Examples of Extraneous Solutions in Different Contexts
Example 1: A More Complex Radical Equation
Solve: √(3x + 1) = x - 1
- Square both sides: 3x + 1 = (x - 1)²
- Expand: 3x + 1 = x² - 2x + 1
- Rearrange: x² - 5x = 0
- Factor: x(x - 5) = 0
- Solutions: x = 0 or x = 5
Check x = 0:
√(3(0) + 1) = 0 - 1
√1 = -1
1 = -1 (False)
So, x = 0 is an extraneous solution.
Check x = 5:
√(3(5) + 1) = 5 - 1
√16 = 4
4 = 4 (True)
So, x = 5 is a valid solution. In this case, x = 0 is an extraneous solution introduced by squaring both sides of the equation.
Example 2: Rational Equations
Extraneous solutions can also occur in rational equations, where variables appear in the denominator. These occur when a solution makes the denominator zero, which is undefined.

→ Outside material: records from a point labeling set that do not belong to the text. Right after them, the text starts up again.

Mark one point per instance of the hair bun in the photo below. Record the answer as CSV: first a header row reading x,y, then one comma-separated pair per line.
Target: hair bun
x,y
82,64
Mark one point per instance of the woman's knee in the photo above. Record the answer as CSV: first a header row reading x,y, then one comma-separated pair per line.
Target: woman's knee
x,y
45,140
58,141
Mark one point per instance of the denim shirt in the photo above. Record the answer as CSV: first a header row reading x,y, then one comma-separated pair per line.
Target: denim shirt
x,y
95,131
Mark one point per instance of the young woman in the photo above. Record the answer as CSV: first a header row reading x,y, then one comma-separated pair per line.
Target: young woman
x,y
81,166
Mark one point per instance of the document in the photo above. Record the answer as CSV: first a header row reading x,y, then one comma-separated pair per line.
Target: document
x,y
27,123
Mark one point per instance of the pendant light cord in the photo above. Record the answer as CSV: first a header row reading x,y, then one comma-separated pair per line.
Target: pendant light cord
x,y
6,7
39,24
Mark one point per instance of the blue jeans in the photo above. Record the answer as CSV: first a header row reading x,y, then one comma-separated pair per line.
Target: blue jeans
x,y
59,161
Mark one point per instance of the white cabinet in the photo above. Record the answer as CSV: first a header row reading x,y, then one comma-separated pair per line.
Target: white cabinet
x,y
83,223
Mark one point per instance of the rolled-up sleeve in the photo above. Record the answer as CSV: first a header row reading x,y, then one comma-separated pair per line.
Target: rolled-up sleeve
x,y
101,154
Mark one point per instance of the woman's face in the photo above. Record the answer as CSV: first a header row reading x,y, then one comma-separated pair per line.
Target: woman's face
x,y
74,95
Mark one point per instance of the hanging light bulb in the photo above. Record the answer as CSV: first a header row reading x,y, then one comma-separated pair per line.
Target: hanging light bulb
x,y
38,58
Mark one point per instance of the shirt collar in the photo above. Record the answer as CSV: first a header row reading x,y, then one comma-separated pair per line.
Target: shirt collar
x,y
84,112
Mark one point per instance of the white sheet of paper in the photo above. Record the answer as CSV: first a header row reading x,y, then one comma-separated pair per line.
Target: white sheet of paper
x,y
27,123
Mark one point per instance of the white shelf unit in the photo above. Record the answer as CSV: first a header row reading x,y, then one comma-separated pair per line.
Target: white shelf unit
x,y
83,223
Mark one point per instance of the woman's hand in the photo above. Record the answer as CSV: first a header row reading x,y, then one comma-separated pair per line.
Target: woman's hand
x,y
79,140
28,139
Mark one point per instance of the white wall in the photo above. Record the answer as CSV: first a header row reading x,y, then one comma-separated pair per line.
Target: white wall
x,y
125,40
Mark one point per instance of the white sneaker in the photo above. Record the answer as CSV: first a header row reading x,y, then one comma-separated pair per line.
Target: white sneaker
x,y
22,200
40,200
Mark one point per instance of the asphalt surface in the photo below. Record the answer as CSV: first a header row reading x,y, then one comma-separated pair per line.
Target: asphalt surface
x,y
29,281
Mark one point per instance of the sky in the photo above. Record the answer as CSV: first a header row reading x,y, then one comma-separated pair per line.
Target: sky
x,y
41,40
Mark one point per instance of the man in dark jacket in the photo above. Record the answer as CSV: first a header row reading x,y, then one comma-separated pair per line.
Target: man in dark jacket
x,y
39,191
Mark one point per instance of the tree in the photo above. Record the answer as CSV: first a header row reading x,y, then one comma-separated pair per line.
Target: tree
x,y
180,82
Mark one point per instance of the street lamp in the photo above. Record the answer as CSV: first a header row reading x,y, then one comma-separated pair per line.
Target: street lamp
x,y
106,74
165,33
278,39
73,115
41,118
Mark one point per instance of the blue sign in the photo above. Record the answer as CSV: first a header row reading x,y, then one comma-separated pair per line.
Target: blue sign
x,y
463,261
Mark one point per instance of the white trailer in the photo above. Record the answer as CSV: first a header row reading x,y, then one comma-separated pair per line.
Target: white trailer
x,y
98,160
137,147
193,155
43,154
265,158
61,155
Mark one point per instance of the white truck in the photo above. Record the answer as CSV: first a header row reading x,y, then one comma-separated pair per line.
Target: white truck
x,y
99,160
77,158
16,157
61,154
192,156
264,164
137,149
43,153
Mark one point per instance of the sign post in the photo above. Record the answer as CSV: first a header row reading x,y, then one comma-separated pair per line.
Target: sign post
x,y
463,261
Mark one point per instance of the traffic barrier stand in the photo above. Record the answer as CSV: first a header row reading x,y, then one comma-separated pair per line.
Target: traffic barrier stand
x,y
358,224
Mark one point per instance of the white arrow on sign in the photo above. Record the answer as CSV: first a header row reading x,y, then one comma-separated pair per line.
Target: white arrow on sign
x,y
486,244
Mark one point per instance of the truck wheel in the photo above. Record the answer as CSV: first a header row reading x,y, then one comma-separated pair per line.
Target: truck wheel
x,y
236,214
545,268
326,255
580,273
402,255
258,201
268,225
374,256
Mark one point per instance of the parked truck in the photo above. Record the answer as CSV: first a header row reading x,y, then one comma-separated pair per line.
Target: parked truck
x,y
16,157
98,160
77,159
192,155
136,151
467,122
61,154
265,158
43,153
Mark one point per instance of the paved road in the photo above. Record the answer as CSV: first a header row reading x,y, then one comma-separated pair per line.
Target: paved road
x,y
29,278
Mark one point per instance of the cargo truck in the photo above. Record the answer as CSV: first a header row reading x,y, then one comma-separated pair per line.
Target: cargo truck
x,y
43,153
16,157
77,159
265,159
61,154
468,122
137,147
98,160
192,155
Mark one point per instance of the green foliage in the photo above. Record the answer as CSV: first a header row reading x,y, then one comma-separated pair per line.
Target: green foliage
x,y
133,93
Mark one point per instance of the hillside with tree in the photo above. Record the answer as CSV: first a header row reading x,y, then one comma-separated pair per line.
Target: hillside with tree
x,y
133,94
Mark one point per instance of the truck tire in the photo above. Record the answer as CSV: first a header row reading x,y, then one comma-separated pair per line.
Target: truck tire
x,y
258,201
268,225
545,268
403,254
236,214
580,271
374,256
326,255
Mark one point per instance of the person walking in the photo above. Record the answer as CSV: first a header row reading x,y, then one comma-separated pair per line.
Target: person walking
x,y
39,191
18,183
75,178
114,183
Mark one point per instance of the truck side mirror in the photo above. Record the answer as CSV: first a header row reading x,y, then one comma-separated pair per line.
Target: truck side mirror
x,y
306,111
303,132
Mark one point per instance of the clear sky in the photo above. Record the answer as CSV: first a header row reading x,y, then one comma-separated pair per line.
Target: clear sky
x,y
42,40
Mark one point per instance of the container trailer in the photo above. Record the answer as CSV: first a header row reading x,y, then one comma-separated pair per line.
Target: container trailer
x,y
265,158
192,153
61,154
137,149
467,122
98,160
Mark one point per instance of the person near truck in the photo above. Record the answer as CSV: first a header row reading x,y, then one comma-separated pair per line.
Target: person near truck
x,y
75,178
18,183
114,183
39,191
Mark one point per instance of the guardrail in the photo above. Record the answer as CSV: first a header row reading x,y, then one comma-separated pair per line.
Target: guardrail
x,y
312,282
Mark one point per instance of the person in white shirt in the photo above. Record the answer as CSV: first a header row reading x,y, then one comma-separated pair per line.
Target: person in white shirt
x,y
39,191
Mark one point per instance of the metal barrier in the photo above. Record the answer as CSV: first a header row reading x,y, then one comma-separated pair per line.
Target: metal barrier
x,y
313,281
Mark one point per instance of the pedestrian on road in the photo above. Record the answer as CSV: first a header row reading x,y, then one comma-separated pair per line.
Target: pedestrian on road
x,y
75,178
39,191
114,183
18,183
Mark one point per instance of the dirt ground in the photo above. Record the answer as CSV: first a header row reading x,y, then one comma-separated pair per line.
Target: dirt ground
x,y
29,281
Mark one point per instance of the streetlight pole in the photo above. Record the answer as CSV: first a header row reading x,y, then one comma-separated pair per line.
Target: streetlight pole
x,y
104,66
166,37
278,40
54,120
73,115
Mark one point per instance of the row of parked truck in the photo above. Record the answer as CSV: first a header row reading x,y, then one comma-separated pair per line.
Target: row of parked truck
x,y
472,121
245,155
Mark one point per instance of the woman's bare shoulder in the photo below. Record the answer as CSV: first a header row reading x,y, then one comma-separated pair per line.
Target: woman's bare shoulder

Solve: (1/x) = (x - 2)/(2x)
- Multiply both sides by 2x: 2 = x - 2
- Solve for x: x = 4
Check x = 4 in the original equation:
(1/4) = (4 - 2)/(2(4))
(1/4) = (2/8)
(1/4) = (1/4) (True)
So, x = 4 is a valid solution.
Now, consider the equation:
(1/(x - 2)) = 3/(x - 2)
If we cross-multiply, we get:
x - 2 = 3(x - 2)
x - 2 = 3x - 6
2x = 4
x = 2
However, if we substitute x = 2 into the original equation, we get:
(1/(2 - 2)) = 3/(2 - 2)
(1/0) = (3/0)
This is undefined, so x = 2 is an extraneous solution. It arises because x = 2 makes the denominator zero.
Real-World Applications
The concept of extraneous solutions is not just a mathematical curiosity; it has real-world applications, especially in physics and engineering. For example, when modeling physical phenomena using equations, extraneous solutions might represent scenarios that are not physically possible.
Projectile Motion
Consider a problem involving projectile motion, where the height of a projectile is given by a quadratic equation. Solving the equation to find the time when the projectile hits the ground might yield two solutions. However, a negative time value would be an extraneous solution because time cannot be negative in this context. Therefore, understanding and identifying extraneous solutions is crucial for making accurate predictions in real-world scenarios.
Electrical Circuits
In electrical circuit analysis, solving equations for current or voltage might produce extraneous solutions. For example, a negative current value might be mathematically valid but physically impossible in a particular circuit configuration. Therefore, engineers need to be mindful of extraneous solutions when designing and analyzing circuits.
Conclusion
Solving equations involving square roots requires careful attention to detail, especially when it comes to extraneous solutions. In the case of the equation √x-2 - 5 = 0, we found that x = 27 is indeed a valid solution after verifying it in the original equation. The potential for extraneous solutions highlights the importance of always checking our solutions, particularly when we perform operations like squaring both sides of an equation. By understanding why extraneous solutions occur and how to identify them, we can ensure the accuracy and validity of our mathematical results. Remember to isolate the radical, square both sides (if necessary), solve for the variable, and, most importantly, check your solutions in the original equation.
In summary, solving radical equations is a multi-step process that requires careful algebraic manipulation and a thorough understanding of extraneous solutions. By mastering these concepts, you can confidently tackle a wide range of mathematical problems and ensure the accuracy of your solutions.